Les travaux de réfection des parties communes constituent une question essentielle des assemblées générales, en raison de leur coût plus ou moins élevé pour les copropriétaires : contrats avec les entreprises de travaux, assurances, honoraires des divers intervenants, dont ceux du syndic.
Cette source financière facile et importante des syndics professionnels, les conduit bien souvent à enfreindre le dispositif légal ou tout du moins à profiter d’une faille, dans un souci de profit accru, comme le révèlent de nombreuses convocations d’assemblées générales de 2019.
L’article 18-1 A de la loi du 10 juillet 1965 dispose que le syndic peut prétendre à des honoraires additionnels à son forfait pour le suivi des travaux sur les parties communes ou les équipements collectifs.
Ces travaux ne peuvent pas relever du budget prévisionnel et doivent faire l’objet d’une résolution particulière arrêtant les prestations et fixant un budget dédié (article 14-2 de la loi du 10 juillet 1965).
Le syndic peut bénéficier d’une rémunération distincte pour chacun de ces travaux.
C’est une résolution spécifique qui fixe la rémunération qui ne peut être qu’un pourcentage déterminé sur le montant HT du marché et ce de manière dégressive.
Il est à noter que le syndic ne peut pas stipuler ces honoraires, même à titre indicatif dans son contrat.
Or, les convocations des assemblées générales 2019 établies et notifiées par les syndics professionnels contiennent les illégalités suivantes concernant les propositions d’honoraires supplémentaires :
leur insertion dans une résolution unique qui regroupe les travaux de rénovation des parties communes et des équipements collectifs avec cette rémunération ;
leur ventilation qui n’est pas prévue par la loi.
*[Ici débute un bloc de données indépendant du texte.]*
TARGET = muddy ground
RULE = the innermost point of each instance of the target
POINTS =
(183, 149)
La prestation du syndic est dissociée de la manière suivante, avec un petit pourcentage pour chacune :
● financière et comptable : appels de fonds, règlement des factures
● juridico-administrative : signature du contrat, souscription de l’assurance quand elle est nécessaire, autorisation administrative de travaux, réception de l’ouvrage
● technique : maîtrise d’œuvre, pour laquelle il n’est ni assuré, ni compétent, à l’exception de certains professionnels ayant la double casquette de syndic et d’architecte
L’addition des pourcentages conduit généralement à un résultat trop disproportionné.